Applying these laws varies on the nature and form of an organisation. In view of this, an in-house counsel’s scope of work is no longer limited to one-time activities. It requires regular monitoring and promoting of their organisation’s diversity and inclusivity.

PoSH Act

The female-centric PoSH Act is aimed at stopping workplace sexual harassment against women, starting from implied sexual advances or express unwelcome behaviour. Among other things, the PoSH Act requires organisations to have an internal committee for handling sexual harassment complaints. The statute obliges employers to organise anti-harassment workshops and awareness programmes for employees and apprise them of the consequences. Delhi High Court has stipulated guidelines for these internal committees, including:

  • That members not have any conflict of interest/connection with the complainant;
  • The independent member/external member should not be related to the organisation;
  • There should be no undue pressure or influence on the members of the internal committee by senior level employees/management; and
  • There should be a clear and precise procedure to deal with sexual harassment complaints.
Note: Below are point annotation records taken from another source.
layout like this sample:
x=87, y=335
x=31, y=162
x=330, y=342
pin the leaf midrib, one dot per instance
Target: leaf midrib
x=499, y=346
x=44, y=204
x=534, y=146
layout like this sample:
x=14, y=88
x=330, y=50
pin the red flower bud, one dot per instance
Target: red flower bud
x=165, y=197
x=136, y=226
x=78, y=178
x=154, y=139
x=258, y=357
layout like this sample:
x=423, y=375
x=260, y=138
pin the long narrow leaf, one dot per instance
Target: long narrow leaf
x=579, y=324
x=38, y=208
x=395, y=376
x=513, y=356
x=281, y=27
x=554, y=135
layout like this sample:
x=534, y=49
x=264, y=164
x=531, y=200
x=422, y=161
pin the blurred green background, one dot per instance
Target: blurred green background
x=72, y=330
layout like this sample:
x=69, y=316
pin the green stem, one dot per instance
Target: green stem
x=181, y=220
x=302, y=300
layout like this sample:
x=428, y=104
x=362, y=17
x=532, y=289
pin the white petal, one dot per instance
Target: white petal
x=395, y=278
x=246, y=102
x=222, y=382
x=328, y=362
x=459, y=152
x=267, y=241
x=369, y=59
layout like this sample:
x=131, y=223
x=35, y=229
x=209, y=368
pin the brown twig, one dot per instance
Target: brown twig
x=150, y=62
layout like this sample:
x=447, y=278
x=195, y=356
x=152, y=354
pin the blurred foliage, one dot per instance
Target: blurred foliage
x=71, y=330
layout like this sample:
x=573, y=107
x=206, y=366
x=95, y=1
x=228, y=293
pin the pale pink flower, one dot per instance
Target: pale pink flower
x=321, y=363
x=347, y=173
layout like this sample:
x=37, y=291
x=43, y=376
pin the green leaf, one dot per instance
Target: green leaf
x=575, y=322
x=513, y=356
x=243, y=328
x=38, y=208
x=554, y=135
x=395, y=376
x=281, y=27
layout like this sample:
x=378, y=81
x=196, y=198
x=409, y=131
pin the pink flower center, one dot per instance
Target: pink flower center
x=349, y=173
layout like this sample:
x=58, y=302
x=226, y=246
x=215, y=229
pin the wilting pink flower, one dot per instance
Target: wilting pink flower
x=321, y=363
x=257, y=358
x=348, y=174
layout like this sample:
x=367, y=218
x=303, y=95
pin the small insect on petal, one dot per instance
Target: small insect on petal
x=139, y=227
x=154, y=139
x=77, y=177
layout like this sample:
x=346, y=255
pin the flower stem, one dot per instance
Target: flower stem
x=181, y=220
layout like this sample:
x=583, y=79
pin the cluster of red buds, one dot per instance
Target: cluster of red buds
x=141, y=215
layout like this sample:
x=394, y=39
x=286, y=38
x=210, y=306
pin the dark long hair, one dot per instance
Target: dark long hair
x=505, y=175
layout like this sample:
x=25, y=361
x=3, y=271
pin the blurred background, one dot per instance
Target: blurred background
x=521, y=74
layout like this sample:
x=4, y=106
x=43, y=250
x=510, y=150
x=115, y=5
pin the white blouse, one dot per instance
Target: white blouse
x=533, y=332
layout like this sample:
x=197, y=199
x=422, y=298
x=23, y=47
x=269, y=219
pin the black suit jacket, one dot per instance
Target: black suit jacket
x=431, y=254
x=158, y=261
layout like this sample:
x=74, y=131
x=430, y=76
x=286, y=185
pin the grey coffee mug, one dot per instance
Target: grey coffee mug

However, the Supreme Court has recognised “serious lapses” in implementation of the PoSH Act in government/public sector organisations, and has issued time-bound detailed directions to ensure its effectiveness.

While the legislation recognises sexual harassment of female employees only and precludes same-gender complaints, the practical realities beg to differ. Sexual harassment is not a gender-specific issue and can equally apply to male and third-gender employees. Thus, while various courts continue to discuss and interpret the issues of the PoSH Act, the role of in-house counsel includes carefully interpreting the statute, apprising management and developing gender-neutral policies.

Maternity Act

Ayushi Yadav, TATA SIA Airlines (Vistara)
Ayushi Yadav
Senior Executive–Legal
TATA SIA Airlines (Vistara)

The Maternity Benefit (Amendment) Act, 2017, empowers all female employees, whether regular, contractual, ad hoc or temporary, to seek maternity benefits from their employers after the birth of a child. The act also covers issues such as maternity leave on miscarriage, tubectomy operations, premature birth, illness arising out of pregnancy, or birth of a third child. It bars dismissal or wages reduction during maternity leave. Additionally, the act provides for creation of crèche facilities to ease women’s return to work; several states have notified their own specific rules in this regard.

Although the act provides an array of benefits to female employees, other aspects remain untouched: paternity leave, and including periods of maternity leave when calculating tenure for other social benefits such as gratuity.

For employers, the compliance requirements for crèche facilities are quite onerous and sometimes difficult to meet. For instance, the Karnataka Maternity Benefit (Amendment) Rules, 2019, requires organisations to have a crèche within their premises or within 500 metres of the entrance gate.

The crèche must be open at all times that parent employees are working. The person in charge must be a woman who has a government approved or recognised qualification and training in “early childhood care and education” or “teacher’s course higher” or equivalent qualification, and will look after children during the absence of their mothers as a teacher-cum-warden. Some organisations could find this impractical – for instance, those with a pan-India presence, a fragmented workforce or non-standard work hours.

The situation is an opportunity for in-house teams to work with their human resources teams on creative solutions. By way of example, a business might come to a service arrangement with a third-party crèche and pay a reasonable amount of money to eligible employees who use it.